Lack of access to imaging is even more pronounced in other areas of the world, but the “business case” for investment in imaging is clear even in the most resource-constrained economies. In a recent Lancet Commission led by Hricak et al. (2021), we demonstrated a net return of $179.19 per $1 invested in scaling up imaging infrastructure in Low and Middle Income Countries (LMICs).
The American College of Radiology, in collaboration with other professional radiology societies both in the U.S. and worldwide, is building a Health Equity Coalition that will seek to galvanise our community around addressing barriers to high-value imaging care (https://www.acr.org/Practice-Management-Quality-Informatics/Health-Equity).
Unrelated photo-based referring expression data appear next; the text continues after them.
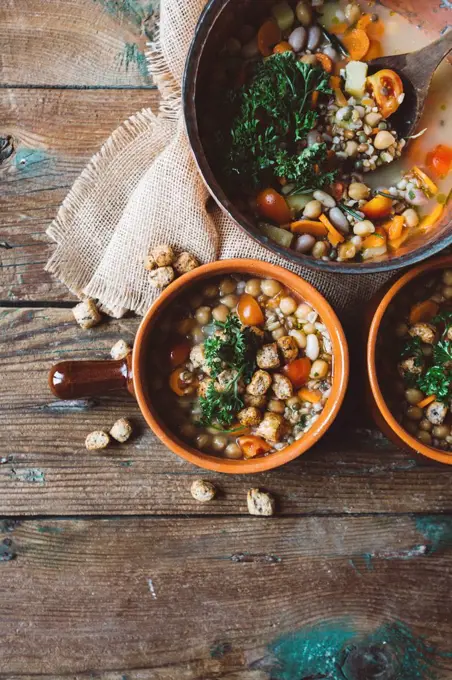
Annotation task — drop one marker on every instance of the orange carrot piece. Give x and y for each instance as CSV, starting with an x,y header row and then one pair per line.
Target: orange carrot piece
x,y
334,236
268,36
325,61
313,396
426,401
423,311
309,227
357,43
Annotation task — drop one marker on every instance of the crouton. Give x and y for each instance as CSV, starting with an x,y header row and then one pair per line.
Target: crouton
x,y
249,417
97,440
282,387
288,348
260,503
260,382
163,255
271,427
425,331
185,263
121,430
120,350
161,277
267,357
86,314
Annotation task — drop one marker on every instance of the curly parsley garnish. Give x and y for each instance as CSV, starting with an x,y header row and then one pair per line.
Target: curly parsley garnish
x,y
232,348
273,115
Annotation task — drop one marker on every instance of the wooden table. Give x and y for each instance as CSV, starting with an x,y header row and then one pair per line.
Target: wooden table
x,y
109,569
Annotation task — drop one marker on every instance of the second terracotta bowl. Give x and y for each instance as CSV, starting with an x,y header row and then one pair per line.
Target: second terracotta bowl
x,y
380,409
69,380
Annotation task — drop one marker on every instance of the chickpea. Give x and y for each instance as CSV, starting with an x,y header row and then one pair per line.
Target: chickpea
x,y
253,287
319,369
203,315
441,431
219,442
210,291
288,306
220,313
227,286
276,406
414,413
203,441
413,396
230,301
424,437
425,425
270,287
233,451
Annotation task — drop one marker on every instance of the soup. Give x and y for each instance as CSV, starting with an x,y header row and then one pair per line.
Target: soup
x,y
302,134
417,336
243,367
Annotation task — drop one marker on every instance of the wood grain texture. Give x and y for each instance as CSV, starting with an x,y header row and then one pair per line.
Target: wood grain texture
x,y
55,133
76,42
353,469
202,599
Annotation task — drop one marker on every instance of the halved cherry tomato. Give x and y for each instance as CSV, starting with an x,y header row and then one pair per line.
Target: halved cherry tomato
x,y
273,206
386,89
298,371
179,353
253,446
268,35
249,311
440,160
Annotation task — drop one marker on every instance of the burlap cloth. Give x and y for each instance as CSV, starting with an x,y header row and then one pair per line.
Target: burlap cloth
x,y
143,189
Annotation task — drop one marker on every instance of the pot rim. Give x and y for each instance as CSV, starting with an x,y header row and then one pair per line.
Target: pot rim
x,y
302,289
383,409
210,13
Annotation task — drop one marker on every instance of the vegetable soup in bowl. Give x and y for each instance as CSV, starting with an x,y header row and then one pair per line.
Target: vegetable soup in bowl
x,y
242,366
410,360
296,138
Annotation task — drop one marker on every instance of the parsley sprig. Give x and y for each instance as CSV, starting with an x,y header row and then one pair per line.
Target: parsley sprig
x,y
273,114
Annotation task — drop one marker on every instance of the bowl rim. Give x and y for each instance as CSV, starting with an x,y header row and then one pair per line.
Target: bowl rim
x,y
209,14
302,289
383,409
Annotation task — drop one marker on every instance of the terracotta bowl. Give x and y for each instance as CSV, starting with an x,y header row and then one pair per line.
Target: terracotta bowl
x,y
380,409
216,24
70,380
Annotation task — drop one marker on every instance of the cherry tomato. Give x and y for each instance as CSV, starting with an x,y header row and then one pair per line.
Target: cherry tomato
x,y
253,446
179,353
249,312
440,160
298,371
386,89
273,206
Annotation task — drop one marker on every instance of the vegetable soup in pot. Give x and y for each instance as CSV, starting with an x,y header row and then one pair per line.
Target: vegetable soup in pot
x,y
302,135
241,367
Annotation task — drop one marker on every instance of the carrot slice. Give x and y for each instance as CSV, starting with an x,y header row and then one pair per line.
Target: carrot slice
x,y
433,218
313,396
309,227
268,36
357,43
423,311
334,236
325,61
426,401
426,181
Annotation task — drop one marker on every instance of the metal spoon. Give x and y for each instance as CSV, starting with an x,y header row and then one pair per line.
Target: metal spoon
x,y
415,70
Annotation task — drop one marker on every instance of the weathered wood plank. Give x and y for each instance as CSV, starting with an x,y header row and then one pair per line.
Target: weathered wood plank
x,y
55,133
206,598
76,42
353,470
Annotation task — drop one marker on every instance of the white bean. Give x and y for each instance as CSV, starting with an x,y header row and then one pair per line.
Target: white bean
x,y
312,347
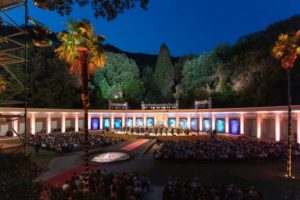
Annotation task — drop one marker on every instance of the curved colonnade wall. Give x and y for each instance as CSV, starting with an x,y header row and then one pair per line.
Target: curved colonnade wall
x,y
261,122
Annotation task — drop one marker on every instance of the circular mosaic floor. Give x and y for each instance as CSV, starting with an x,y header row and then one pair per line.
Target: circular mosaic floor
x,y
110,157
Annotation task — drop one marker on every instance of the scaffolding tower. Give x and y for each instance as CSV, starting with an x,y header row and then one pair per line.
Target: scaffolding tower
x,y
13,41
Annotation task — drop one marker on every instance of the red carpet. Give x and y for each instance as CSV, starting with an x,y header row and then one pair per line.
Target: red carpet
x,y
60,179
134,145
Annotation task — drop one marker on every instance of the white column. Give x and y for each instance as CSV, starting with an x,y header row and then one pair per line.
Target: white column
x,y
200,121
48,122
258,126
277,127
213,122
76,123
15,126
112,119
242,121
32,123
123,120
89,121
298,127
226,123
101,121
63,123
134,120
189,121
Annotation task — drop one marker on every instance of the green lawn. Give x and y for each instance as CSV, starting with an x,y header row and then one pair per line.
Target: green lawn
x,y
43,158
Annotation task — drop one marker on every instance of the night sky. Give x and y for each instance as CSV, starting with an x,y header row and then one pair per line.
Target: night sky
x,y
186,26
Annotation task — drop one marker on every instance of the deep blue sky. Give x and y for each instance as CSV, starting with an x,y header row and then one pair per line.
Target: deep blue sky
x,y
186,26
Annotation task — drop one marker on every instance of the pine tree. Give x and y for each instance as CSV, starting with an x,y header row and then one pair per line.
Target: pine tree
x,y
164,74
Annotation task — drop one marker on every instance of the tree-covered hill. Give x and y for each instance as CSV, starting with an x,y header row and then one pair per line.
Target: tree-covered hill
x,y
241,74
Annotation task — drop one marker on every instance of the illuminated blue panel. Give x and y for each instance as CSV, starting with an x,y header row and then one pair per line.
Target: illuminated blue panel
x,y
206,124
220,125
150,121
235,126
139,122
106,123
172,122
117,123
194,124
129,122
183,122
95,124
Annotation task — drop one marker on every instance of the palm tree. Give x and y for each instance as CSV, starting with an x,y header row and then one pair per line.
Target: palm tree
x,y
81,49
286,50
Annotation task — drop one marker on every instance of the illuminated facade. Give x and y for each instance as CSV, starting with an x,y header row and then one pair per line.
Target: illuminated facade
x,y
261,122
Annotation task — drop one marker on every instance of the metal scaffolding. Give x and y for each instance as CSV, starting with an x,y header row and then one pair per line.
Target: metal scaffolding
x,y
13,51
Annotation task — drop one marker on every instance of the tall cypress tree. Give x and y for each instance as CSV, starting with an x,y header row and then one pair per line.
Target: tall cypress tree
x,y
164,74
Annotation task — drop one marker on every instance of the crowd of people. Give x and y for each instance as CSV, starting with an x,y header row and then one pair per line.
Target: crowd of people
x,y
190,190
157,130
68,141
238,149
104,185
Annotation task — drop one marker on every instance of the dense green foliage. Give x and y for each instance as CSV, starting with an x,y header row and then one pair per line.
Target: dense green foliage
x,y
242,74
164,75
16,178
119,80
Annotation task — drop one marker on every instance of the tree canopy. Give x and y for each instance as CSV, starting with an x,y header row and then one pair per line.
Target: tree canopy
x,y
108,9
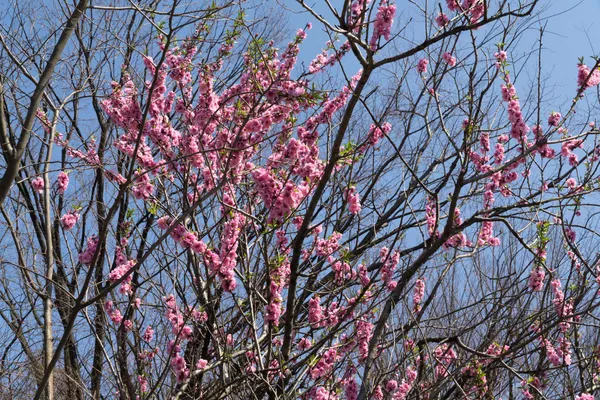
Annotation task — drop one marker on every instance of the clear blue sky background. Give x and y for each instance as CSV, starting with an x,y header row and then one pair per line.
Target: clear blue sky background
x,y
572,31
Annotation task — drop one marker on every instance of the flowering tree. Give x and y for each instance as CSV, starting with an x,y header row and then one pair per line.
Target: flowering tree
x,y
195,214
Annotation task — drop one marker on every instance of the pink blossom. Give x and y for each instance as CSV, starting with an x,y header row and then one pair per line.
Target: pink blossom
x,y
38,184
449,59
353,200
554,118
442,20
62,182
422,66
69,220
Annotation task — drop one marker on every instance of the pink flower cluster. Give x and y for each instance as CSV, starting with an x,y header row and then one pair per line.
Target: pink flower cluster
x,y
38,184
554,118
364,333
442,20
325,364
389,264
69,220
587,78
383,23
418,294
422,66
119,272
536,279
449,58
62,182
353,199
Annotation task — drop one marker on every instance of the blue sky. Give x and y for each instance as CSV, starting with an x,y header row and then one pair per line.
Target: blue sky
x,y
572,31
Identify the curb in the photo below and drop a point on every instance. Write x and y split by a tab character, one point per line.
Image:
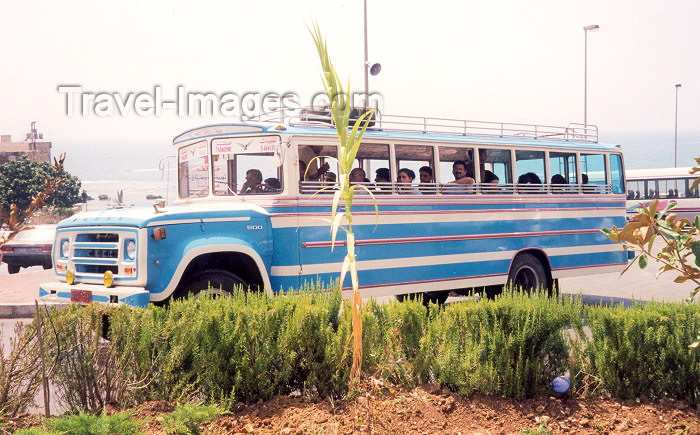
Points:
22	311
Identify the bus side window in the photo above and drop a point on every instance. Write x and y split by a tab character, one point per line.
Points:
315	170
495	170
374	159
616	174
419	159
530	170
462	157
593	173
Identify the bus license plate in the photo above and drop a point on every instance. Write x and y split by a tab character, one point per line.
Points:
81	296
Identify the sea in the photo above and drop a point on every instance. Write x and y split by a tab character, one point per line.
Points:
141	169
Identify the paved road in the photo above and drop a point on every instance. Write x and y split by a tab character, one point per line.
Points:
635	284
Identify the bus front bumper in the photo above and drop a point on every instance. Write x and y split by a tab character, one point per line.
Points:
93	293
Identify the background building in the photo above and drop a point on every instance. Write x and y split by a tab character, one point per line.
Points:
33	146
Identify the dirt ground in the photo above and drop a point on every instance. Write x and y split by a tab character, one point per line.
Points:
429	410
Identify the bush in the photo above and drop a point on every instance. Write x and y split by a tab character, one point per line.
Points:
643	350
86	424
90	371
186	418
226	350
253	346
20	377
512	346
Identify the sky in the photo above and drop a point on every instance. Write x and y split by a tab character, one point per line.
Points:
506	61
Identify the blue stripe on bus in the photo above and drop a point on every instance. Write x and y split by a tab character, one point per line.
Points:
406	275
444	207
287	240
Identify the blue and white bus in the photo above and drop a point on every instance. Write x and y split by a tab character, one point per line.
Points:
664	184
533	214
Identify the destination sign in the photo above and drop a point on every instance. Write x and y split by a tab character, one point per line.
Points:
245	145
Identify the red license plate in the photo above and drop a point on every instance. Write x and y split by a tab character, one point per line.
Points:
81	296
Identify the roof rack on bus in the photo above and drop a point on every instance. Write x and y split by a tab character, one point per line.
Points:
321	117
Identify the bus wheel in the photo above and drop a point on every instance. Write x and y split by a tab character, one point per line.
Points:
527	273
428	297
212	282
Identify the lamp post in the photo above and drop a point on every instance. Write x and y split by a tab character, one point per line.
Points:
675	137
592	28
366	63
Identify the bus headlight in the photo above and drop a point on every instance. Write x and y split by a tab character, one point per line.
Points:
65	248
131	249
108	279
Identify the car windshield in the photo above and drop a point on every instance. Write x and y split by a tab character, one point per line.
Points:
39	233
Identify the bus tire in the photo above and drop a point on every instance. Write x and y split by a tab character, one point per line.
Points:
527	273
212	282
428	297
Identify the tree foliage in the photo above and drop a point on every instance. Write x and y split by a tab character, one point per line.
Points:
350	140
22	180
680	240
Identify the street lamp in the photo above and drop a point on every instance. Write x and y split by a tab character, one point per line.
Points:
675	137
374	70
592	28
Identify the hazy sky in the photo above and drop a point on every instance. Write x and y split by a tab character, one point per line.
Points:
510	61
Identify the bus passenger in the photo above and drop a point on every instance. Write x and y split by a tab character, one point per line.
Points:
459	170
529	178
426	177
559	179
357	175
303	176
383	179
271	185
486	175
253	182
404	180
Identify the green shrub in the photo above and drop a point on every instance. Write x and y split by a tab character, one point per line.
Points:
90	372
37	431
513	345
86	424
244	348
186	418
643	350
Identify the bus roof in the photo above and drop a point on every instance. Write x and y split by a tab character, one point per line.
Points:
658	173
414	129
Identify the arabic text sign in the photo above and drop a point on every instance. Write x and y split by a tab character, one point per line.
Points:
245	145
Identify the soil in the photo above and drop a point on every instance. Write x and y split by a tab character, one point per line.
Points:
429	410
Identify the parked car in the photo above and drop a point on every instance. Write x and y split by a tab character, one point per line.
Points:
30	247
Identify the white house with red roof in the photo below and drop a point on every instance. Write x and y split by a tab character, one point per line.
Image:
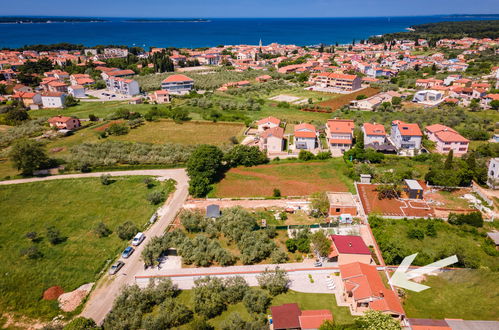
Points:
406	136
123	86
272	140
339	134
346	249
346	82
447	139
159	97
363	289
177	84
266	123
305	137
63	122
374	134
53	99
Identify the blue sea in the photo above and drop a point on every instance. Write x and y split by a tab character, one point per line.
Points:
215	31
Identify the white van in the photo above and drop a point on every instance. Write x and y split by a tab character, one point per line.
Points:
138	239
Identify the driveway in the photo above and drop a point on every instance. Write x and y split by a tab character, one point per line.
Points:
108	287
299	274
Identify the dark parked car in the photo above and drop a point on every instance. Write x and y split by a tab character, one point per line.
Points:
127	252
116	267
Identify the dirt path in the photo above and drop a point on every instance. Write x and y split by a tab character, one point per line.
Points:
101	299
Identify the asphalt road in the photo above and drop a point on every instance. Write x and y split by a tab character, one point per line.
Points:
101	299
108	287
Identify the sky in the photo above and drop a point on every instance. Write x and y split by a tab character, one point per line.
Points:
247	8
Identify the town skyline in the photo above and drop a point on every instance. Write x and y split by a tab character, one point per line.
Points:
258	9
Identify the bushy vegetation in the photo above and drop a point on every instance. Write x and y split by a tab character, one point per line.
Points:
433	240
109	153
235	225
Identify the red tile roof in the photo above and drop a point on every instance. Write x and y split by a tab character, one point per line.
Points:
274	131
177	78
364	282
374	129
285	316
313	319
344	126
270	119
350	244
407	129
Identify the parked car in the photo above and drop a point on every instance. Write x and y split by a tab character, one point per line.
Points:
139	238
116	267
127	252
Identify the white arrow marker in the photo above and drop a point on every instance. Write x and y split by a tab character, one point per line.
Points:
402	276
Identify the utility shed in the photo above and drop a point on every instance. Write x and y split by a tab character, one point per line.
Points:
413	189
213	211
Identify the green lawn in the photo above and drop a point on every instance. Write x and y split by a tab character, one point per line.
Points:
468	244
306	301
74	207
463	294
99	109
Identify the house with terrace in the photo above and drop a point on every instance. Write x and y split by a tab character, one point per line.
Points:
339	134
305	137
363	290
177	84
406	136
266	123
447	139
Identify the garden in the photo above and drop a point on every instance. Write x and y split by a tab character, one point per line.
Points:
65	232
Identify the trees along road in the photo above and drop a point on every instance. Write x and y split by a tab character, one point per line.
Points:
108	287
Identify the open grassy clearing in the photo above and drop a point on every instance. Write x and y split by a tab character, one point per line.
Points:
306	301
462	294
185	133
74	207
291	178
84	109
394	239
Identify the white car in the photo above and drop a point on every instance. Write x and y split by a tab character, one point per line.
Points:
139	238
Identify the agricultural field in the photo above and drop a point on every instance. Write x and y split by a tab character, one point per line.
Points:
461	294
291	178
433	240
337	102
185	133
84	109
158	132
74	207
306	301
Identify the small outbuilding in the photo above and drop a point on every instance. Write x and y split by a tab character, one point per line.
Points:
213	211
413	189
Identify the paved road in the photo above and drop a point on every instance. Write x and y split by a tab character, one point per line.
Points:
101	299
175	174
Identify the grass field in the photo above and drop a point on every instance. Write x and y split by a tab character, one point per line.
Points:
291	178
84	109
74	207
393	239
185	133
306	301
463	294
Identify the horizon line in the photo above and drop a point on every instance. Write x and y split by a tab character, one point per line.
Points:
246	17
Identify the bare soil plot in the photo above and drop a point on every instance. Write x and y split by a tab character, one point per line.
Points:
337	102
392	207
292	179
194	132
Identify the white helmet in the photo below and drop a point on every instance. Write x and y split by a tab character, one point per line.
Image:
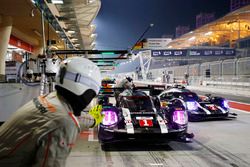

Collaboration outside of radiology will be critical to the success of this effort, and we will build on existing relationships with other professional bodies such as the American Medical Association as well as philanthropic organisations such as RAD-AID International.
Creating community and coalition are important first steps, but storytelling is also a powerful tool to shift culture. The ACR has collected compelling stories of radiologists who are innovation agents to create role models for change (https://www.acr.org/Practice-Management-Quality-Informatics/Imaging-3/Case-Studies/Patient-Engagement/When-the-Radiologist-Becomes-the-Patient). Incentives must be appropriately aligned with payment models that support equitable care. Payment models where radiologists are only rewarded for per unit productivity without regard to quality and fragmented healthcare delivery and financing system with wide variation in quality are all barriers to the level of care we know we should offer all our patients. Radiologists must be leaders in advocating for a payment methodology that prevents burnout and the associated loss of empathy so that we are able to advocate on behalf of our patients.
As one of my mentees said recently, when asked why A.I. would not replace radiologists: “I know my patients will want to know there is a human radiologist involved in their care.” Just as important is that we as radiologists know that there is a patient and a lived experience that underpin the images we interpret. Our view of the world cannot stop at the reading room door.